There are a couple reasons we use binning in our preprocessing pipeline: a) intuitively, the high granularity of the data may be irrelevant to the learning process; b) as we introduced in feature scaling, values spanning multiple magnitudes influence model training.
A well-known example of binning performed during exploratory analysis is the histogram. One variable is split according to fixed ranges plotted in the x-axis, whereas the y-axis shows the number of elements in that range.
The result of binning is a categorical variable that may need to go through another preprocessing step (see the previous section on how to handle categorical variables) before feeding the machine learning algorithm.
In our toy dataset, we apply binning to the salary. We have three ranges of salary: [0,50k] is encoded with 1, (50k,100k] is encoded with 2 and (100k, 100k+] is encoded with 3.
Model stacking
The feature engineering techniques presented until this point considered one single independent variable. In this last section, we would like to introduce how we can use machine learning to create a new variable.
We enrich the HEW dataset with an additional independent variable. This new variable is the result of segmenting customers into groups by means of an unsupervised machine learning method (kmeans).

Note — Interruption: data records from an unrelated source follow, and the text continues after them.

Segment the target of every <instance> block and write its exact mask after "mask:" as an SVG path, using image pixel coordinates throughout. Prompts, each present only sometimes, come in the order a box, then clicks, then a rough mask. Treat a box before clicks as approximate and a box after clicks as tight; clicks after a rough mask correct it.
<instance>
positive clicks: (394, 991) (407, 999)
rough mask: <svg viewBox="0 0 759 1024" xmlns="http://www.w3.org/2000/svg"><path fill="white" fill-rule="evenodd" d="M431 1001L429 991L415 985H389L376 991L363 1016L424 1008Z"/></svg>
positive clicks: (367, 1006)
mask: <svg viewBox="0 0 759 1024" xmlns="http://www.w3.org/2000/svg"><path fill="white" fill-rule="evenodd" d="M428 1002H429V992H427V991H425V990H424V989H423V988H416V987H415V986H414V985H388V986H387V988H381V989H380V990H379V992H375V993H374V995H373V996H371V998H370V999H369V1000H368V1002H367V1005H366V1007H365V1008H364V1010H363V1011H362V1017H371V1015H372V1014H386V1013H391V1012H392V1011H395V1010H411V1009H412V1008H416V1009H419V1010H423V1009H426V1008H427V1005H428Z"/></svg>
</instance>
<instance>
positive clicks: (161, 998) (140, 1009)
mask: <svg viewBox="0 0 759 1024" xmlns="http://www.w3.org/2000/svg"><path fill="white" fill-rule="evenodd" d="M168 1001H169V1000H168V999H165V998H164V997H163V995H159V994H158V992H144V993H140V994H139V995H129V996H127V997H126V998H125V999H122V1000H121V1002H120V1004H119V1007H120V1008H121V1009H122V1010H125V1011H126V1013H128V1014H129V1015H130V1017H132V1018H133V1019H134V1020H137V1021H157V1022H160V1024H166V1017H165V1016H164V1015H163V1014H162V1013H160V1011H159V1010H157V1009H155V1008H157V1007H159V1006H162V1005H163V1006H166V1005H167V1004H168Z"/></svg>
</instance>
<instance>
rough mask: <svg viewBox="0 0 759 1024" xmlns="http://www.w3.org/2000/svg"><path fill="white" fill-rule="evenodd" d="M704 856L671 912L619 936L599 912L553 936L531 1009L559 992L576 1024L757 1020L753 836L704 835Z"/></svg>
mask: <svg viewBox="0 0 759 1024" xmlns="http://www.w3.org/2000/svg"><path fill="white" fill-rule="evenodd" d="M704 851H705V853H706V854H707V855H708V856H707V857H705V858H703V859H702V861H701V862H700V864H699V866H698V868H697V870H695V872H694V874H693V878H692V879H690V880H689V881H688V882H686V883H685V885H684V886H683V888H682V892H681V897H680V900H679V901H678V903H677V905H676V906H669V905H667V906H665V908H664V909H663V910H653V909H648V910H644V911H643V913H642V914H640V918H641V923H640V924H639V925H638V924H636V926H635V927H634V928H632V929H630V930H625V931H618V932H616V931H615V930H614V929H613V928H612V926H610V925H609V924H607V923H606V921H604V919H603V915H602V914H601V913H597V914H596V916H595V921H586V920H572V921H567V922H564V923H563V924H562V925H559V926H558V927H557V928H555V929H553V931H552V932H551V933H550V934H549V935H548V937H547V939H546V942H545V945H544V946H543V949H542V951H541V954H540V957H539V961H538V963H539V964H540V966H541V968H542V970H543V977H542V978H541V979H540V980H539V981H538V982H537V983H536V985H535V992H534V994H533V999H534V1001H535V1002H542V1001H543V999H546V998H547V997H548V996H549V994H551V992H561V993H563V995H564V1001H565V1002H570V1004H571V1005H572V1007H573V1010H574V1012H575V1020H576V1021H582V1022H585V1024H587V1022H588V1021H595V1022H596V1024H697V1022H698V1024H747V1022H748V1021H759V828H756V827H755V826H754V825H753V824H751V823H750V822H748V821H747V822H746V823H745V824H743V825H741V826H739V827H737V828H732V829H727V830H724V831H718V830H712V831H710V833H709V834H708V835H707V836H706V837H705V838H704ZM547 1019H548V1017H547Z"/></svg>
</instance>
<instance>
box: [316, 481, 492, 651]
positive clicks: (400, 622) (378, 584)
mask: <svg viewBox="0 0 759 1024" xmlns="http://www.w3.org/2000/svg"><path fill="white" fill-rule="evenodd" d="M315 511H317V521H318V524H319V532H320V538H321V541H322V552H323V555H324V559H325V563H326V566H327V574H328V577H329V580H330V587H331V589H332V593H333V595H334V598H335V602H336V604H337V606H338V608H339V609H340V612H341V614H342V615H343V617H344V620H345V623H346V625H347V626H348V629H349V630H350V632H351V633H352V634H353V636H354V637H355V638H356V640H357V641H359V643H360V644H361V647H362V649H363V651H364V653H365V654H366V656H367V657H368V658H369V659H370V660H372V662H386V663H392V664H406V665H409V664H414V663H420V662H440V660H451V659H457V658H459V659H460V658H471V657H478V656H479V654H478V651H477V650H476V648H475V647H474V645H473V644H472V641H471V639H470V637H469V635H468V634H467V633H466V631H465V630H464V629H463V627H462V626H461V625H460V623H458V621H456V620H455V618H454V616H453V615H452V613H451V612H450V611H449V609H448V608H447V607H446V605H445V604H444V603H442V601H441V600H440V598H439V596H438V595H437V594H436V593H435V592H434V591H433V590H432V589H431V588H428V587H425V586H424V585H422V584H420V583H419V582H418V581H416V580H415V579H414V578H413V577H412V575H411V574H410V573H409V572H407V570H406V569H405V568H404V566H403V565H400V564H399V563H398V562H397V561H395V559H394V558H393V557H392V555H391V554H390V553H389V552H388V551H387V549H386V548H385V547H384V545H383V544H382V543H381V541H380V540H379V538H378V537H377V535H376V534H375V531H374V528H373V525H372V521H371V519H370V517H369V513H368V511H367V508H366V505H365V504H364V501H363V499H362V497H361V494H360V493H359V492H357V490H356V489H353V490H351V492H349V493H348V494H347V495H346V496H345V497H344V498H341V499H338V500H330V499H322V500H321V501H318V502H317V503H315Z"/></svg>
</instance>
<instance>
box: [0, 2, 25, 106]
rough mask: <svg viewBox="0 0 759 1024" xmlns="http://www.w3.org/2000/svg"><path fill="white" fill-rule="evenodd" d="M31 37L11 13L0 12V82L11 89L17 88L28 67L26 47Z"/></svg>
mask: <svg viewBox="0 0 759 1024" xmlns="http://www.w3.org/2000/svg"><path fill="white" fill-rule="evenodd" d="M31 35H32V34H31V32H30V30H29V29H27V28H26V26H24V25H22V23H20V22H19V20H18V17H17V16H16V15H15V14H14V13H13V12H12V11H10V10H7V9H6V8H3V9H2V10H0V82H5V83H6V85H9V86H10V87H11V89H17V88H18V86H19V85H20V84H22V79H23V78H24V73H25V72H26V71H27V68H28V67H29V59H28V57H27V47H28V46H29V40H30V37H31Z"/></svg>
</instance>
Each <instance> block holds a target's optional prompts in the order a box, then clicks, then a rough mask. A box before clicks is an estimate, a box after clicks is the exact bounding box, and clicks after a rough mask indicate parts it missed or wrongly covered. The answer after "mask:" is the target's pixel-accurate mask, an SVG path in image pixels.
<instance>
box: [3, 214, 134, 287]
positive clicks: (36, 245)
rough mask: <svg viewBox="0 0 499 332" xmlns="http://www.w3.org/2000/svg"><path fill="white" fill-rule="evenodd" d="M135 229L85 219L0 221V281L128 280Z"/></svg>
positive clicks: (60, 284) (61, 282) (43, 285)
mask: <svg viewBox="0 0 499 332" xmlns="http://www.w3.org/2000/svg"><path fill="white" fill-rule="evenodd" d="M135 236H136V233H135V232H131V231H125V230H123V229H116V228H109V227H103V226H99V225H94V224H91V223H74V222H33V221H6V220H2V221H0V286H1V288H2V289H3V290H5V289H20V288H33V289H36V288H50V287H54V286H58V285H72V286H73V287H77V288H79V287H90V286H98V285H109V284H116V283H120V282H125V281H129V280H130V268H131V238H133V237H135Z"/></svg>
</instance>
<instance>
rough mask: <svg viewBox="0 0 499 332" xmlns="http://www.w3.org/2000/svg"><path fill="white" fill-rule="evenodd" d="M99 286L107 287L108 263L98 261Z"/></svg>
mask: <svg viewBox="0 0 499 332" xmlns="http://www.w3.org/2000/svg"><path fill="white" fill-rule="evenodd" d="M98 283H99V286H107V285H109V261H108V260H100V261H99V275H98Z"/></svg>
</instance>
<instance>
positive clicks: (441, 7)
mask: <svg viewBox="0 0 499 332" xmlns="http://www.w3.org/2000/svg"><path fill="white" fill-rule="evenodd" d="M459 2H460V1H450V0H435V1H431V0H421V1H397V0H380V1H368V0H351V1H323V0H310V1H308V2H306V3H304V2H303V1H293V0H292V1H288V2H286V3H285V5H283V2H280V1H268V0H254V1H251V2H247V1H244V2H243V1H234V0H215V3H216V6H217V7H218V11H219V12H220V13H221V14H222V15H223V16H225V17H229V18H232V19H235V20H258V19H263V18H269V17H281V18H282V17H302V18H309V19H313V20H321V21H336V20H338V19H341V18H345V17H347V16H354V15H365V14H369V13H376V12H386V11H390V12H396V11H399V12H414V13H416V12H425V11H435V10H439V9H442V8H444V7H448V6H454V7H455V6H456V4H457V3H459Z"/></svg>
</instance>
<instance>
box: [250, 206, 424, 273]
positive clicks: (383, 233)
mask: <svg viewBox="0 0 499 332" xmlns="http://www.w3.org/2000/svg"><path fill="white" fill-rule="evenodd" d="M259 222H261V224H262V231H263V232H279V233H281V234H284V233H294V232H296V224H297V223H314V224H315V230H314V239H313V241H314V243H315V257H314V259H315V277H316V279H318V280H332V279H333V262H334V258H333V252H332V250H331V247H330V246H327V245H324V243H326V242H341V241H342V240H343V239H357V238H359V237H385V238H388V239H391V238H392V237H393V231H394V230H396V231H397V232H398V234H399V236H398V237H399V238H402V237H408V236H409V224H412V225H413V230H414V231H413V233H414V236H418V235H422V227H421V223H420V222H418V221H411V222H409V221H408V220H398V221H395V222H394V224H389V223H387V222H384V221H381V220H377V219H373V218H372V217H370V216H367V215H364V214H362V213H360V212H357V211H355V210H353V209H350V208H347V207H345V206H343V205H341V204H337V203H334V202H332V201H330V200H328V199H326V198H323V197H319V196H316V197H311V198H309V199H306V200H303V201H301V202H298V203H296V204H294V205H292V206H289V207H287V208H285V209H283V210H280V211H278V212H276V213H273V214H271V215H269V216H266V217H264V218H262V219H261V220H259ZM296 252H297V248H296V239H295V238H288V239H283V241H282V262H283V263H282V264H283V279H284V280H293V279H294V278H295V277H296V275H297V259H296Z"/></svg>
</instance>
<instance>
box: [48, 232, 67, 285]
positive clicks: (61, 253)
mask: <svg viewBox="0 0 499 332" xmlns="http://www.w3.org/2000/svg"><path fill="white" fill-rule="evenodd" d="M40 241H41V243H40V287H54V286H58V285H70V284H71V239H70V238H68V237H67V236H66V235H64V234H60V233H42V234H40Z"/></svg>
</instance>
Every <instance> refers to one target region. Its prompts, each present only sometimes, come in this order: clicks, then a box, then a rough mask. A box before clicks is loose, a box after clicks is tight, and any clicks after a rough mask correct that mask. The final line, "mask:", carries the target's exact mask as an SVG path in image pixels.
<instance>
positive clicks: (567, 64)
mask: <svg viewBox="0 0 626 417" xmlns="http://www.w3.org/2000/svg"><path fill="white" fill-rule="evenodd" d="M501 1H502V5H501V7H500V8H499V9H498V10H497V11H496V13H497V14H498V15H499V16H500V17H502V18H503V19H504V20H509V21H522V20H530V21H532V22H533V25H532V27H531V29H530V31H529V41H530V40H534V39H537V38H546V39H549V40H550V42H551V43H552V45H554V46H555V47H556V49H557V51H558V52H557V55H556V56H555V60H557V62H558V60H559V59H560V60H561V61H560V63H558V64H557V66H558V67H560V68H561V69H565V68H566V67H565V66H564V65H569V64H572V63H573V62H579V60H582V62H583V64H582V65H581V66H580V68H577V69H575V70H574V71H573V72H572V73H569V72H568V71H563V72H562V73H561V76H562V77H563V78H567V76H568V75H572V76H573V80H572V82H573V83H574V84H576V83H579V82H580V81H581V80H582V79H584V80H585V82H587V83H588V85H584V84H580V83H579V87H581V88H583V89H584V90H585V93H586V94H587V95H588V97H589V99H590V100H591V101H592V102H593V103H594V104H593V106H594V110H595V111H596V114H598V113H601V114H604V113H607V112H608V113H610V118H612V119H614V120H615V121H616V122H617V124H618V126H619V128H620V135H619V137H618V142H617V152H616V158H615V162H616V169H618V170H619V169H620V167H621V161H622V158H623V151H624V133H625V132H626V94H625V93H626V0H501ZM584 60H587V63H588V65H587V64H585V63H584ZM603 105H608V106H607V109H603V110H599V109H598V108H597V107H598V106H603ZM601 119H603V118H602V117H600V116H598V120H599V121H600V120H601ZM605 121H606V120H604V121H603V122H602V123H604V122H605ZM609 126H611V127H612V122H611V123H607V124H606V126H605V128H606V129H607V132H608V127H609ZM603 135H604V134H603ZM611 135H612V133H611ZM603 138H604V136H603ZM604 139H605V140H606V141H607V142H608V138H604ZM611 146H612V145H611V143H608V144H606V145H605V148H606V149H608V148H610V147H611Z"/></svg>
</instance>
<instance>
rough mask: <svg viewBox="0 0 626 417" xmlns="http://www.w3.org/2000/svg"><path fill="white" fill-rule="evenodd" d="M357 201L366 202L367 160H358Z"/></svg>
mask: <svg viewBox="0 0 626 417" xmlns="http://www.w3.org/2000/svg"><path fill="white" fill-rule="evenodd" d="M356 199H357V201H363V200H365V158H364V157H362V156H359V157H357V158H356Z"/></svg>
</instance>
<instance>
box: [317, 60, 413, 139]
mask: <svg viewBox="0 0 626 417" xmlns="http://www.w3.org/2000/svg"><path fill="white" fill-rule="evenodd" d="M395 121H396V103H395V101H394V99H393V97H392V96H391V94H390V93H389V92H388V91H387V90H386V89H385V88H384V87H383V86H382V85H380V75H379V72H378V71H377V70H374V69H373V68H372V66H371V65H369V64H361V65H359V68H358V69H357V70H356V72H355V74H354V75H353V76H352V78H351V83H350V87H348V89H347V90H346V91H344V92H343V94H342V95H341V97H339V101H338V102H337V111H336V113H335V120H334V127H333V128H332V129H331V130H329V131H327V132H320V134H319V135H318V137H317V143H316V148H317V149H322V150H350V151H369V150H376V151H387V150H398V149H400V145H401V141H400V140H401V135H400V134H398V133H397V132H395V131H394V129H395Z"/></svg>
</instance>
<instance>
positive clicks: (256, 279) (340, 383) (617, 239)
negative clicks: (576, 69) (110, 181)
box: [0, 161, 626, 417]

Therefore, we used machine learning to create new variables and model the prediction task. This is model stacking.
Conclusion
We now have a dataset that is ready to train a binary classifier, with the task of predicting the purchased variables based on the data. Performing data preprocessing is a journey worth taking to ensure that the machine learning model will have the best input we can possibly feed into it.
Downstream steps, such as the prediction task and model interpretation, will benefit from this as well.